From IDE add-ons to a new class of coding teammate
AI coding agents are software systems that can read and write code, interact with tools, and take multi-step actions across a development workflow, moving beyond simple autocomplete to behave like semi-autonomous collaborators. After a first wave of IDE plug-ins that added chat panels and code suggestions, a second wave is pushing these agents into new hardware and management layers. Instead of living only inside a single editor, they are turning into services that follow developers across devices and projects. This shift changes what a developer workstation looks like, and how teams think about AI agent management. IDEs still matter, but they are no longer the only home for agentic AI tools. Smart glasses, multi-agent dashboards, and protocol-based integrations are testing what happens when AI coding agents become part of the wider computing environment.
Kai shows IDEs evolving, but also their limits
Embarcadero’s Kai extension for RAD Studio shows how traditional IDEs are adopting agentic AI tools without rebuilding their core. Kai adds chat, code completion, and a Model Context Protocol server on top of Delphi and C++ Builder, so AI coding agents can communicate with the IDE to generate code, resolve build errors, manage version control, and perform file operations. According to The Register, Kai is a subscription product costing USD 249 (approx. RM1,150) per developer per year, even though users must bring their own cloud or local large language models via API keys. That structure keeps the IDE central, while treating AI as a configurable add-on. It reflects a conservative path: extend long-lived developer workstations rather than replace them. Yet Kai’s “minimalist” feel also hints that IDE-bound extensions may struggle to keep up as agents expand into more complex, cross-environment roles.

Smart glasses as wearable terminals for coding agents
Monako Glass pushes smart glasses development into developer territory by merging a Linux-based system, waveguide display, camera, and AI coding-agent connections into a 48-gram frame. Instead of pitching a full laptop replacement, Monako positions the glasses as a wearable command layer for tools like Claude Code, Codex, Unreal Engine, and Blender. The idea is that a developer can glance at an agent’s progress, approve steps, send prompts, or review output without going back to a desk. MonoOS, Monako’s Linux-based platform, adds a Lua application layer and embedded Rive animation runtime, while a bone conduction microphone and Vision Engine gestures handle input in noisy environments. For now, many details remain unknown, including chip, memory, storage, and real-world battery life. The most credible role is as a lightweight terminal for AI coding agents, extending developer workstations into always-on eyewear.

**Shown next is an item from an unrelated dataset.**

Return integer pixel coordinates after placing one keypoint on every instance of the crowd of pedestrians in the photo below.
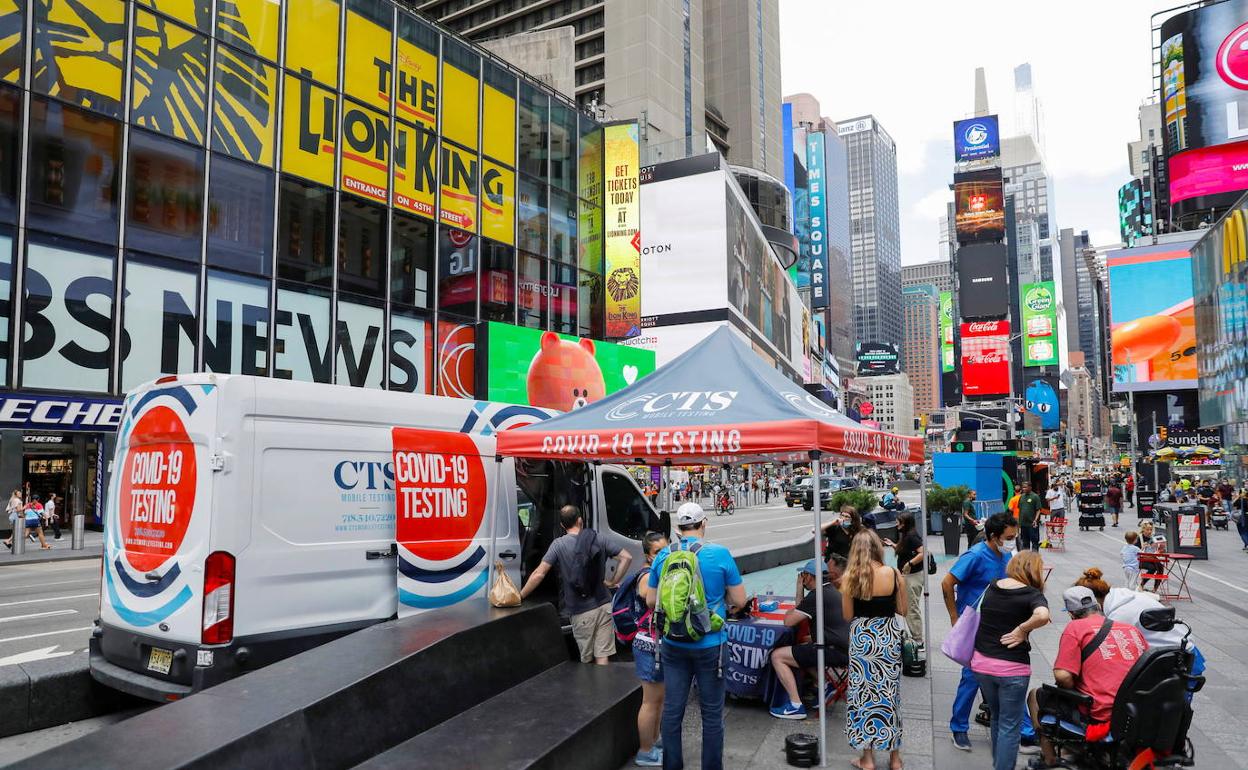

Devin Desktop and the rise of AI agent management layers
Cognition’s Devin Desktop treats AI coding agents as a fleet to manage rather than a single helper per developer. Built as the next generation of Windsurf, it combines a full code editor with a dashboard for coordinating local and cloud agents across projects and environments. Spaces let teams group agents by project and share context across pull requests, files, and tasks, so agent sessions stop feeling like isolated chats and start to look like persistent collaborators. Theodor Marcu of Cognition says, “The question for engineering leaders is no longer whether to use AI — it is how to manage a growing fleet of agents working across their organisation simultaneously.” Support for the Agent Client Protocol means third-party and internal agents, including tools like Codex and Claude Agent, can run inside Devin Desktop, while a planned agent router will route tasks based on performance and cost constraints.
From solo assistants to enterprise-grade coding infrastructure
Taken together, Kai, Monako Glass, and Devin Desktop show AI coding agents moving from narrow autocomplete features to shared infrastructure that reshapes developer workflows. IDE extensions like Kai keep agentic AI close to familiar tools but highlight the limits of treating AI as a side panel. Hardware experiments such as Monako Glass ask what happens when AI follows developers into every room as a wearable terminal. Coordination layers like Devin Desktop recognise that teams will run many agents—from different providers, on different machines—and need consistent AI agent management to keep work reliable and auditable. As these trends converge, the definition of a developer workstation broadens to include smart glasses, desktops, and cloud environments stitched together by agent-aware protocols. The ecosystem is diversifying beyond the IDE, pointing toward AI coding agents as first-class citizens in enterprise software engineering.